Une chute de pression sans consommation signale une fuite ou un défaut d'étanchéité du circuit. Fermer tous les points de puisage et observer le manomètre pendant 10 à 15 minutes. Si la pression baisse, inspecter en priorité les raccords vissés et les joints de vanne accessibles (appliquer de l'eau savonneuse : la formation de bulles révèle la fuite). Vérifier ensuite le clapet anti-retour : un clapet encrassé ou usé laisse l'eau refluer vers la source, ce qui vide progressivement le circuit. Si aucune fuite externe n'est détectée, une microfuite interne à la pompe (usure des joints) ou une prise d'air côté aspiration peut être en cause et nécessite une intervention spécialisée.

Un surpresseur peut-il fonctionner sans ballon ?

Un surpresseur sans ballon fonctionne, mais la pompe démarre et s'arrête à chaque ouverture et fermeture d'un point de puisage, sans réserve tampon disponible. Ce type d'architecture convient aux installations à débit continu (process industriel, irrigation en fonctionnement prolongé) où la pompe tourne de façon quasi-permanente pendant les phases d'utilisation. En revanche, dans les réseaux à puisages discontinus (réseaux de distribution, tertiaire), l'absence de ballon multiplie les cycles et accélère l'usure. Les surpresseurs à vitesse variable sans vrai ballon (mini-réservoir inférieur à 1 L) adaptent la vitesse de la pompe à la demande instantanée et limitent partiellement cet effet, mais restent moins adaptés aux fortes variations de débit.

Que signifie

Le terme compresseur eau est couramment utilisé pour désigner le groupe motopompe d'un surpresseur d'eau, par analogie avec le fonctionnement d'un compresseur d'air. Il ne s'agit pas d'un compresseur au sens technique : l'eau est un fluide incompressible et le dispositif augmente la pression par refoulement, non par compression. Dans la pratique professionnelle, ce terme renvoie à l'ensemble pompe + pressostat + ballon qui pilote le cycle de pression décrit dans cet article.

Comment fonctionne un surpresseur d'air ?
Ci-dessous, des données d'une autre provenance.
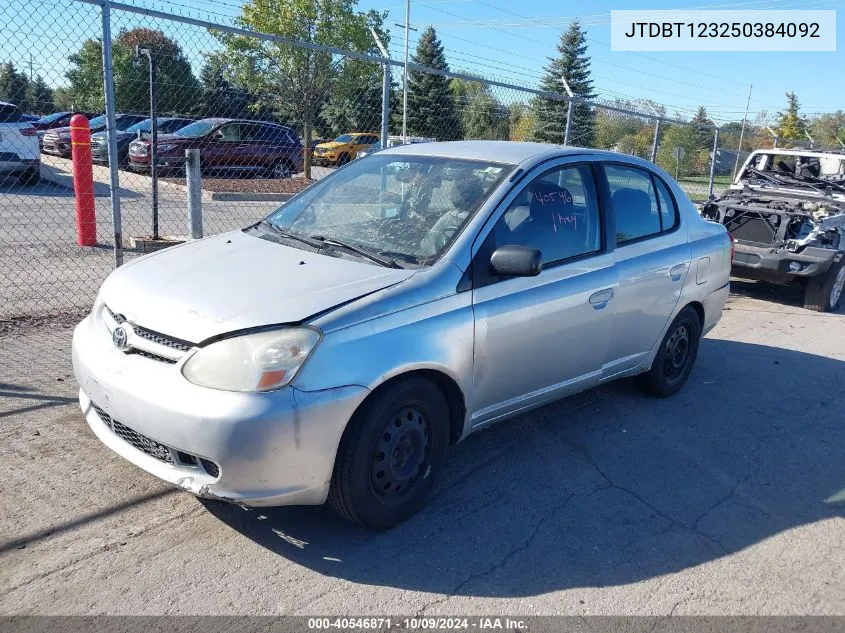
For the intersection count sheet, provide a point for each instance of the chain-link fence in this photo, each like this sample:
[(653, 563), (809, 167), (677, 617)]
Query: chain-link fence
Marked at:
[(262, 117)]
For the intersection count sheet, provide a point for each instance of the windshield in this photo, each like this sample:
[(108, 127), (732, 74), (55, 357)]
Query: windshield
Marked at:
[(197, 128), (795, 169), (409, 208), (142, 126), (50, 118)]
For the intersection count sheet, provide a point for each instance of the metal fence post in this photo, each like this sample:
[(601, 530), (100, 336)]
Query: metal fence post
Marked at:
[(111, 128), (713, 163), (654, 144), (568, 123), (193, 176), (385, 105)]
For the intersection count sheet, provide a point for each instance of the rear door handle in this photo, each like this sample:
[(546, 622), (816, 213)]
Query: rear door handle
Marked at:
[(600, 299), (676, 272)]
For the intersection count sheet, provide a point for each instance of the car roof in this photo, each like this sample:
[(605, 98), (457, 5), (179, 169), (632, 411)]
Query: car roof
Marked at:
[(510, 152)]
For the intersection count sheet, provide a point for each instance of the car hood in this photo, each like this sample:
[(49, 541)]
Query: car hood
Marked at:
[(234, 281)]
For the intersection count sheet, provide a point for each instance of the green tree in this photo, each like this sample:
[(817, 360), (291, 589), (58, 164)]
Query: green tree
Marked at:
[(355, 101), (791, 125), (220, 97), (14, 86), (482, 115), (431, 106), (705, 129), (829, 128), (298, 81), (177, 87), (40, 96), (572, 66)]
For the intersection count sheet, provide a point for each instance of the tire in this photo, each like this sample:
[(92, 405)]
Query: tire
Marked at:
[(281, 170), (675, 358), (824, 293), (391, 454), (31, 176)]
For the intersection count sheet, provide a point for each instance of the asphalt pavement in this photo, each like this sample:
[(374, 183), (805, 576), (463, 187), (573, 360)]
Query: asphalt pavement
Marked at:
[(728, 498)]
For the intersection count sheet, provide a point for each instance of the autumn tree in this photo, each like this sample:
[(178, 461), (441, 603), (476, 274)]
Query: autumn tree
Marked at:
[(298, 80), (178, 89)]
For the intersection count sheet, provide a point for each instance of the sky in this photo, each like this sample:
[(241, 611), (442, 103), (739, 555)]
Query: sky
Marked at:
[(501, 39)]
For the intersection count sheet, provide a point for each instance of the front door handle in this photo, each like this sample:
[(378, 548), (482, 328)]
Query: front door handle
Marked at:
[(676, 272), (600, 299)]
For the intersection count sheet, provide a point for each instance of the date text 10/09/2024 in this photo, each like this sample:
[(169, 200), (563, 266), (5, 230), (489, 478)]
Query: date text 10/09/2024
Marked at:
[(417, 623)]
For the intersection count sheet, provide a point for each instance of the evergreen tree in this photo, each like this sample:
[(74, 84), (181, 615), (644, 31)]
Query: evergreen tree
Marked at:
[(573, 66), (791, 124), (13, 86), (431, 107), (705, 129), (40, 96)]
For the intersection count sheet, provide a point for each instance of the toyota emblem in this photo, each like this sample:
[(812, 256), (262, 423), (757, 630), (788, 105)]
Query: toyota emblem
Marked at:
[(120, 337)]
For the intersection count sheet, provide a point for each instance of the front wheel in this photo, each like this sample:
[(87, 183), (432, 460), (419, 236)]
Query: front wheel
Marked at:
[(391, 455), (674, 360), (824, 293)]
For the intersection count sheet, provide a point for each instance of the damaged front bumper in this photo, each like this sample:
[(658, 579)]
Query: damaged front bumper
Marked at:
[(779, 264), (255, 449)]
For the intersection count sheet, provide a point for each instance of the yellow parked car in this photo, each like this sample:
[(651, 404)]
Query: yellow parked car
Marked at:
[(344, 148)]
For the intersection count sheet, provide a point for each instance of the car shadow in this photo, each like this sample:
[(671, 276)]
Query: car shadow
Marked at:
[(606, 488)]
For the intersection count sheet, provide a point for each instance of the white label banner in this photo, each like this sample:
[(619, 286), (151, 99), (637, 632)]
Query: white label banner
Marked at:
[(728, 30)]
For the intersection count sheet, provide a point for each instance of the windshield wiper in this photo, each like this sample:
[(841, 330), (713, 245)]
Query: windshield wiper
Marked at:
[(330, 241), (292, 236)]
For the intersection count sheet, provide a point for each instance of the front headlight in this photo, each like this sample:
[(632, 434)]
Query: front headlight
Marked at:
[(252, 362)]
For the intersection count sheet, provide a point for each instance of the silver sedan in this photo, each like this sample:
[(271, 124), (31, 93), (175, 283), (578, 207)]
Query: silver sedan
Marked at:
[(335, 350)]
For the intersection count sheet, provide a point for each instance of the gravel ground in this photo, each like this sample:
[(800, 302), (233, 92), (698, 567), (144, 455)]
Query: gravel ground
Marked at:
[(726, 499)]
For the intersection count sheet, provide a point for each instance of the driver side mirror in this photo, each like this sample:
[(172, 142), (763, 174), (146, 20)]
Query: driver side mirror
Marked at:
[(516, 261)]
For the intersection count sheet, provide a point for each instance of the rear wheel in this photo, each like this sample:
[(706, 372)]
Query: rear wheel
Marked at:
[(674, 360), (391, 455), (824, 293)]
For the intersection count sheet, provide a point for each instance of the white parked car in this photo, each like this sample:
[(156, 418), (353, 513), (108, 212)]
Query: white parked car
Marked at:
[(19, 154)]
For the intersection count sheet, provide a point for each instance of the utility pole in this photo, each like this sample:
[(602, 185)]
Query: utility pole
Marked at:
[(385, 92), (742, 130)]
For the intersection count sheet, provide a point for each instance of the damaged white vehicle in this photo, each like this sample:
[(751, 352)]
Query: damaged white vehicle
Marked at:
[(786, 214)]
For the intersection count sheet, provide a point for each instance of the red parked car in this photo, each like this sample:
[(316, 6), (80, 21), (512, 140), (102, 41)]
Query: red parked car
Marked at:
[(227, 147)]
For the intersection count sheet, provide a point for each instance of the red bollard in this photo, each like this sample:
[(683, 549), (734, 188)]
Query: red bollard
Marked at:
[(83, 181)]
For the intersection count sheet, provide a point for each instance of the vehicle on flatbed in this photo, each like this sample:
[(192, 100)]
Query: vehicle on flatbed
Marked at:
[(336, 349), (786, 214)]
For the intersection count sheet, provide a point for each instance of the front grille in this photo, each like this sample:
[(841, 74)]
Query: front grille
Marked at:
[(154, 337), (161, 339), (143, 443), (154, 449)]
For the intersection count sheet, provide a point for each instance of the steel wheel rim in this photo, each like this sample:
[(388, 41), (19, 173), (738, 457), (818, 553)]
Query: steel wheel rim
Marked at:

Le fonctionnement surpresseur d'air suit différents principes selon la technologie pour surpresseur air utilisée :
  • Dans un surpresseur à lobes, deux rotors parallèles sont en rotation suivant des axes opposés dans le corps de pompe. Les matériels de l'ancienne génération sont surtout concernés étant donné que cette technologie est plus ancienne que les autres.
  • Dans un surpresseur à pistons, le surpresseur d'air fonctionnement consiste à produire la pression grâce au mouvement de pistons, tout comme avec le compresseur à pistons. Les surpresseurs à pistons sont plus courants sur le marché.
  • Dans un surpresseur à vis, l'air est comprimé entre deux vis. Les surpresseurs à vis permettent une large plage de variation de débit et une économie d'énergie. Ils se partagent le marché avec les surpresseurs à pistons.